INDIO, Calif. - The woman previously convicted in the death of a two-year-old continues to seek a new trial.
2-year-old Deetrick Brown died on January 16, 2003. Brown and her husband, Derrick, were first charged with murder in 2003, but a judge who presided over a preliminary hearing that October ruled there wasn't enough evidence to proceed to trial.
Prosecutors say Patricia Brown beat the child during the eight months he was in her care causing injuries that manifested themselves with a series of seizures leading up to his death at Loma Linda Children's Hospital about two months shy of his third birthday.
A decade later, the Riverside County District Attorney's Office and the Sheriff's department re-examined the case and submitted new evidence that resulted in the refiling of charges against the Browns. They were re-arrested on Jan. 16, 2013, 10 years to the day of the boy's death.
Paradise said no injuries were noted by physicians while the child was in foster care, nor did he suffer any abuse at the hands of his biological mother. Though Deetrick and his siblings were taken from his biological mother's home, it was because there was evidence she was abusing Deetrick's brother, not Deetrick, the prosecutor said.
Brown's family and attorneys maintain that Deetrick suffered from undiagnosed medical issues that could have contributed to his death.
Derrick Brown went from being a co-defendant to a bystander midway through the trial when a judge ruled on a defense motion arguing there was a lack of evidence to convict him.
Patricia Brown, 52, was convicted in August 2016 following a month-long trial. Her defense team wants a new trial citing her previous defense team did not adequately represent her.

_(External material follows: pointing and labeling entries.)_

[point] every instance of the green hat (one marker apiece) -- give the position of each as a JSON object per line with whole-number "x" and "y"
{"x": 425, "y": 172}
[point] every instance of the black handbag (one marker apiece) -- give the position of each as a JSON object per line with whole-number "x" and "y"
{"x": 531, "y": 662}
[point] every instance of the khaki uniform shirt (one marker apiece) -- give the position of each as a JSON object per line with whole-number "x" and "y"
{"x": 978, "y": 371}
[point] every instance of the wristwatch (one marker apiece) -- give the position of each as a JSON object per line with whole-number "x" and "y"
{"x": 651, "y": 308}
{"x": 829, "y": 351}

The judge heard three hours of arguments Friday at the Larson Justice Center and still there's no decision.
The defense team and Brown's family maintains she didn't get a fair trial. The prosecution insists her conviction is correct and that her previous defense team represented her properly.
Arguments will resume sometime in March as both the defense and prosecution look for a date that works for both parties.